If cattle are being bred on the range, all these factors work toward decreasing the number of cows that get bred on time, or come up open in the fall, Clark says. Late calves alter uniformity of the calf crop, which adversely affects the price received, and may also affect the number or quality of heifers a rancher is able to keep; the future productivity of the herd is adversely affected.
There are also changes in cattle temperament. Cows that were calm and easy to handle become difficult. “In one Idaho herd, a wolf followed cattle down to the calving areas, and the cows were very aggressive trying to protect their newborn calves. The rancher couldn’t tag a calf without being attacked by the mother cow,” Clark says.
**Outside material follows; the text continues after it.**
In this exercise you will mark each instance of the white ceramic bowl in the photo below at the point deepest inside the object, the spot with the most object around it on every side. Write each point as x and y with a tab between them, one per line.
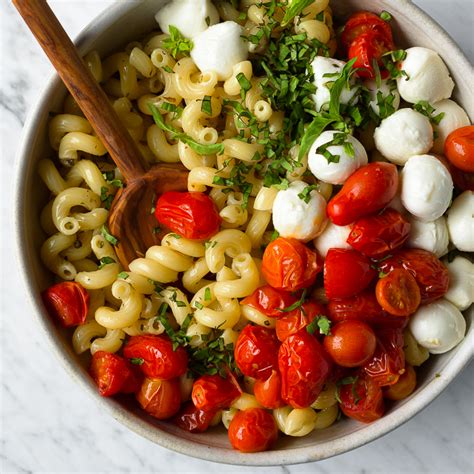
128	21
Anderson says that before wolves arrived, his cattle were easy to work with dogs. “Our cow boss of more than 25 years has good dogs, and the cattle respected them. Now the cattle chase the dogs, and we can’t use them for herding anymore. Without them, it’s extremely difficult to move cattle in this steep, rugged country,” Anderson explains.
The OX Ranch calves in late May through June, and calves are branded at the fall gathering. “The calves are 350-400 lbs. by that time; when they come into the corral, they’ll size you up and take you,” he says. They’re totally focused on defending themselves, attacking a dog or person.
There also are more handling-related injuries to cattle, along with increased frequency of bunching and flight events, Clark says.